Évaluation par les pairs
 
 

L’évaluation par les pairs est une méthode largement en usage en sciences. On y recourt non seulement pour déterminer quels articles seront publiés, mais aussi pour décider quels projets de R-D on financera. Le processus suppose la participation de « pairs », c’est-à-dire d’experts dans le domaine de l’auteur, chacun recevant une copie de son article. Les évaluateurs, qui n’ont aucun lien avec le ou les auteurs, gardent habituellement l’anonymat. Ils jugent la valeur et l’exactitude des données présentées et formulent des recommandations quand l’article est retenu pour publication.

 
 

Fondé en 1916, le CNRC est le principal organe de recherche et de développement du Canada depuis plus de 85 ans. Dans les années 20, R.A. Ross, président de l’époque, entreprit une tournée des instituts de recherche publics d’autres pays afin d’en apprendre davantage sur leurs pratiques modèles. Cette tournée devait aboutir à un vaste programme de construction qui ferait du CNRC non plus un organisme purement consultatif comme à ses débuts, mais un véritable organe scientifique en mesure de guider la recherche et le développement et de rivaliser avec les autres pays en la matière. En plus de nouveaux laboratoires (la construction des installations de la promenade Sussex, toujours en usage, commença en 1930), M. Ross favorisa la création de périodiques de calibre international dans lesquels paraîtraient les résultats des travaux et des études après une évaluation par les pairs (lire l’encadré pour en savoir plus sur ce processus). Soixante-quinze ans plus tard, les Presses scientifiques poursuivent leur mission en aidant le CNRC à mettre la science à l’œuvre pour les Canadiens.

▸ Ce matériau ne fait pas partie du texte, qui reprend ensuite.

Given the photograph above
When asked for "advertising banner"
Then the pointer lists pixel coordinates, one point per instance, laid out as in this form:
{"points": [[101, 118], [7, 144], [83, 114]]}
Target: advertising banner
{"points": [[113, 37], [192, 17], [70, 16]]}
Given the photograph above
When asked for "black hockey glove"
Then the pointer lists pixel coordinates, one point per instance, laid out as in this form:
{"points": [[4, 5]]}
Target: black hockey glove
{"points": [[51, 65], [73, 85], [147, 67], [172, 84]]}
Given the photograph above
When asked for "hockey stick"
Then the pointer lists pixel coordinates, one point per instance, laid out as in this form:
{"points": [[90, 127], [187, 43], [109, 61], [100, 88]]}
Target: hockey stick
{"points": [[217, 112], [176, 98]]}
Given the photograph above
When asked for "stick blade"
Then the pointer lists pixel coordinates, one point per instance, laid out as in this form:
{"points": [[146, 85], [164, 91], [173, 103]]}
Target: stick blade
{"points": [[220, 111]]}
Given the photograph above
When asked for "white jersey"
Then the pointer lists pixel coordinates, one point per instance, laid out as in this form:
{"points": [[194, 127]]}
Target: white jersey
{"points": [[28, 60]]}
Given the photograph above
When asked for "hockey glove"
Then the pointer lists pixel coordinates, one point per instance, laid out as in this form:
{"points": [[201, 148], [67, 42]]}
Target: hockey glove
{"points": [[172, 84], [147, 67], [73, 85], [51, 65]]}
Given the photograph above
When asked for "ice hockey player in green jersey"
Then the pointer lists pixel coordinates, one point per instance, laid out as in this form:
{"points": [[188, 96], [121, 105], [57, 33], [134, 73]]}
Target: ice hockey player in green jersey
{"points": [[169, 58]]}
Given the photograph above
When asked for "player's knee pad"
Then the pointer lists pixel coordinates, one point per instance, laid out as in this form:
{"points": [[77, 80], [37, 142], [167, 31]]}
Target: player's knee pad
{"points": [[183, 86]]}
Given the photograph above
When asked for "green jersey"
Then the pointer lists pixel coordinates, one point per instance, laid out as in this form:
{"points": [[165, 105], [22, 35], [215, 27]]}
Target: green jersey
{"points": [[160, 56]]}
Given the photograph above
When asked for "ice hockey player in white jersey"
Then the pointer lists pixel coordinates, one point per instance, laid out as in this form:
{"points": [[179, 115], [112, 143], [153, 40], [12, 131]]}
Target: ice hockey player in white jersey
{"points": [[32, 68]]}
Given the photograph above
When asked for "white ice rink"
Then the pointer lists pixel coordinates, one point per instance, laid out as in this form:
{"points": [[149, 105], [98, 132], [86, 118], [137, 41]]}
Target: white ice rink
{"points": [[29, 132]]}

Les Presses scientifiques du CNRC (qui font partie de l’Institut canadien de l’information scientifique et technique du CNRC) constituent la plus importante maison d’édition spécialisée dans la documentation scientifique et technique au Canada. Elles publient 15 revues dans des domaines aussi disparates que la génomique, la chimie, la physique et le génie. Les chercheurs qui travaillent au Canada et tous les Canadiens peuvent en obtenir gratuitement des exemplaires. S’y ajoutent des monographies, des actes de colloque et 14 autres périodiques pour le compte de sociétés savantes du Canada comme l’Institut agricole du Canada et l’Association minéralogique du Canada. Canadian Journal of Zoology Canadian Journal of Botany Canadian Journal of Earth Sciences

Plusieurs périodiques des Presses scientifiques remontent aux années 20 et leur titre, qui a changé plus d’une fois en cours de route, témoigne de la spécialisation croissante des sciences. Ainsi, au début, toutes les publications étaient regroupées sous le titre général de Canadian Journal of Research. Durant la Grande Dépression, la rédaction scinda la revue en plusieurs parties identifiées par une lettre (A à E) pour les sciences physiques, la chimie, la botanique, etc. Ces divisions demeurèrent pour les 15 années suivantes. En 1950 cependant, les diverses parties (par ex., Canadian Journal of Research, Sect. A. Physical Sciences) avaient pris tant d’ampleur qu’on leur attribua un nom bien à elles tel le Journal canadien de physique.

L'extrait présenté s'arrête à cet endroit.